Okay. So can the doctor make more money doing this procedure than he can doing anything else in prostate cancer? I know it’s better for the patient and everything, but —

Rashed Dewan

Yes. I definitely think Brian that we will be in the competitive range. Is it going to be better or not? I think we’re definitely going to be in competitive ways is what I think, at least.

And certainly, it’s a procedure that is much more comfortable for these surgeons to do. There are certain sites like doing three procedures with large phosphates is fairly routinely done. Today for some of the sites I’ve done for cases. So I think that for them in terms of better scheduling easier on their day so that they can actually do more procedures.
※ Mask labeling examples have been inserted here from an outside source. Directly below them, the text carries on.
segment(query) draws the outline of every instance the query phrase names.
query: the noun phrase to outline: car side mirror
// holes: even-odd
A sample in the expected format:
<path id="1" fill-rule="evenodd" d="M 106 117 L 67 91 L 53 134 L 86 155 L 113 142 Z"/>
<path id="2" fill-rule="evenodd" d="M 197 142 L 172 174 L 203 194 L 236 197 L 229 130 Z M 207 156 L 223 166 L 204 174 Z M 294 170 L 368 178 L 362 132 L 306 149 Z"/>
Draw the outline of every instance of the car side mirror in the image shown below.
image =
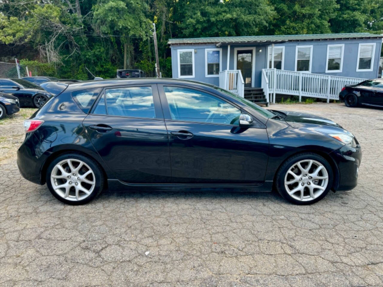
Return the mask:
<path id="1" fill-rule="evenodd" d="M 241 114 L 239 116 L 239 126 L 248 127 L 253 123 L 253 118 L 249 114 Z"/>

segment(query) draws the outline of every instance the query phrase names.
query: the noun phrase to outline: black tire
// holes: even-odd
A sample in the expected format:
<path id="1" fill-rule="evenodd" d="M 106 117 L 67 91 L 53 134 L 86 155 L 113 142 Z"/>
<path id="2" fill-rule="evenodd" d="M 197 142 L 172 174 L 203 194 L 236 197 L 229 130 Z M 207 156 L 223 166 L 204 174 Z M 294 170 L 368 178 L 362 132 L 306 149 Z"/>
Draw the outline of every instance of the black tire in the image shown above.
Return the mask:
<path id="1" fill-rule="evenodd" d="M 0 104 L 0 119 L 4 118 L 6 115 L 7 111 L 5 110 L 5 107 Z"/>
<path id="2" fill-rule="evenodd" d="M 48 100 L 48 97 L 42 94 L 37 94 L 33 97 L 33 106 L 35 108 L 39 108 L 42 107 Z"/>
<path id="3" fill-rule="evenodd" d="M 295 163 L 300 161 L 306 160 L 313 160 L 321 163 L 326 169 L 328 176 L 328 181 L 326 189 L 318 197 L 308 201 L 300 201 L 293 198 L 289 195 L 285 185 L 285 176 L 290 168 Z M 305 152 L 298 153 L 288 158 L 282 164 L 277 172 L 275 180 L 275 185 L 277 190 L 282 197 L 286 200 L 295 204 L 300 205 L 307 205 L 312 204 L 318 202 L 326 196 L 332 185 L 334 180 L 334 174 L 331 165 L 322 157 L 316 153 L 311 152 Z M 298 184 L 301 184 L 300 182 Z"/>
<path id="4" fill-rule="evenodd" d="M 358 98 L 354 94 L 349 94 L 344 97 L 344 104 L 349 108 L 358 106 Z"/>
<path id="5" fill-rule="evenodd" d="M 70 200 L 67 199 L 61 196 L 60 196 L 60 195 L 59 195 L 57 192 L 55 191 L 52 186 L 51 176 L 51 174 L 52 173 L 52 171 L 53 171 L 54 168 L 55 166 L 57 163 L 60 163 L 62 161 L 69 159 L 72 159 L 75 161 L 76 160 L 79 160 L 83 162 L 86 165 L 87 165 L 90 169 L 92 169 L 92 171 L 93 171 L 93 173 L 94 174 L 94 180 L 95 183 L 94 187 L 93 189 L 93 191 L 91 192 L 91 193 L 90 195 L 87 196 L 87 197 L 86 197 L 83 199 L 77 200 L 77 201 L 74 201 L 74 200 Z M 85 170 L 88 170 L 86 166 L 84 168 L 86 169 Z M 67 171 L 65 170 L 65 171 L 69 172 L 70 169 L 69 168 L 69 169 Z M 70 173 L 72 171 L 70 171 Z M 79 174 L 80 174 L 80 171 L 79 171 L 78 173 Z M 51 193 L 53 194 L 54 196 L 56 197 L 56 198 L 59 200 L 60 201 L 71 205 L 79 205 L 80 204 L 83 204 L 92 201 L 102 191 L 103 188 L 104 186 L 104 183 L 103 174 L 101 171 L 101 168 L 100 166 L 98 164 L 92 159 L 89 158 L 85 157 L 81 154 L 75 152 L 61 155 L 53 160 L 49 164 L 47 169 L 46 174 L 46 181 L 47 186 L 48 186 L 48 188 L 49 189 Z M 93 179 L 92 179 L 92 180 L 93 180 Z M 61 180 L 62 180 L 62 179 L 61 179 Z M 62 182 L 65 183 L 66 182 Z M 79 183 L 80 184 L 82 184 L 80 182 L 79 182 Z M 57 184 L 59 184 L 59 183 Z M 73 188 L 74 188 L 74 187 L 71 188 L 72 188 L 72 189 L 70 190 L 73 191 Z M 73 192 L 73 191 L 71 192 Z M 85 194 L 84 196 L 85 196 Z"/>

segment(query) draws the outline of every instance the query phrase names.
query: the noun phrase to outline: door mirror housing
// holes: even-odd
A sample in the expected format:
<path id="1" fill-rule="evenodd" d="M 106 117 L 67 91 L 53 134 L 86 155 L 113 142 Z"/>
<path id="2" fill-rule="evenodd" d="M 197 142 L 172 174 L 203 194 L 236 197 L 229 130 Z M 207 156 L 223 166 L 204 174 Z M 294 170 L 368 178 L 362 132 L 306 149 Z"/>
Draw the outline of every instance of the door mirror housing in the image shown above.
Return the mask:
<path id="1" fill-rule="evenodd" d="M 253 123 L 253 117 L 249 114 L 241 114 L 239 116 L 239 126 L 248 127 Z"/>

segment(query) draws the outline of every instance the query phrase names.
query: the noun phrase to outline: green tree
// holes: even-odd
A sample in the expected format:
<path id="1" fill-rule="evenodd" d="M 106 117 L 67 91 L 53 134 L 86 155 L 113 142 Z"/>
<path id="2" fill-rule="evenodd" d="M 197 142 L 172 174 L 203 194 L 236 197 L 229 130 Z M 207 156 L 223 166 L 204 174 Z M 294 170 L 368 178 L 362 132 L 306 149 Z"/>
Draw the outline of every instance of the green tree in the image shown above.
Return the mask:
<path id="1" fill-rule="evenodd" d="M 270 34 L 331 33 L 329 20 L 337 15 L 336 0 L 271 0 L 278 16 Z"/>
<path id="2" fill-rule="evenodd" d="M 142 2 L 134 0 L 110 0 L 100 2 L 93 8 L 93 24 L 96 33 L 101 35 L 121 37 L 123 45 L 124 68 L 131 66 L 131 38 L 146 39 L 150 21 L 146 17 L 148 7 Z M 128 50 L 129 50 L 129 51 Z"/>

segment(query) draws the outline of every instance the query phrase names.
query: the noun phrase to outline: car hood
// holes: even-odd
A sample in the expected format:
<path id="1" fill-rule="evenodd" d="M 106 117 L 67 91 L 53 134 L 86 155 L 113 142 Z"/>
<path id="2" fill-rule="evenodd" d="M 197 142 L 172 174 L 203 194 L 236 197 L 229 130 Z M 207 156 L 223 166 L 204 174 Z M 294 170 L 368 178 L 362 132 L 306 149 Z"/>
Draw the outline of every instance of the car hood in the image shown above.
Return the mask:
<path id="1" fill-rule="evenodd" d="M 8 94 L 5 94 L 3 93 L 0 93 L 0 99 L 9 99 L 17 100 L 18 98 L 16 97 Z"/>
<path id="2" fill-rule="evenodd" d="M 277 111 L 285 114 L 286 116 L 284 120 L 289 126 L 296 129 L 316 130 L 326 134 L 340 132 L 350 134 L 340 125 L 323 117 L 290 111 Z"/>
I think if you look at that overall picture, I would guesstimate that we will be compelling.

Brian Gagnon

Well, because if a doctor is doing prostatectomy or open, he can really only do about 2 of those in a day. Correct?

Rashed Dewan

Yes. Exactly. Even radical robotics are typically they’re only doing two per day. In some cases, they’re doing three. But yes, I think from that perspective, we will be competitive.

Brian Gagnon

Good. All right. Thank you very much. Appreciate it.

Rashed Dewan

Thank you, Brian.


Thank you. At this time, I’d like to turn it back to Dr. Menawat for closing remarks.

Arun Menawat

Thank you so much, and thank you for the time you spend with us and look forward to reporting on the second quarter. Thank you.


Thank you for your participation in today’s conference. This does conclude the program. You may now disconnect.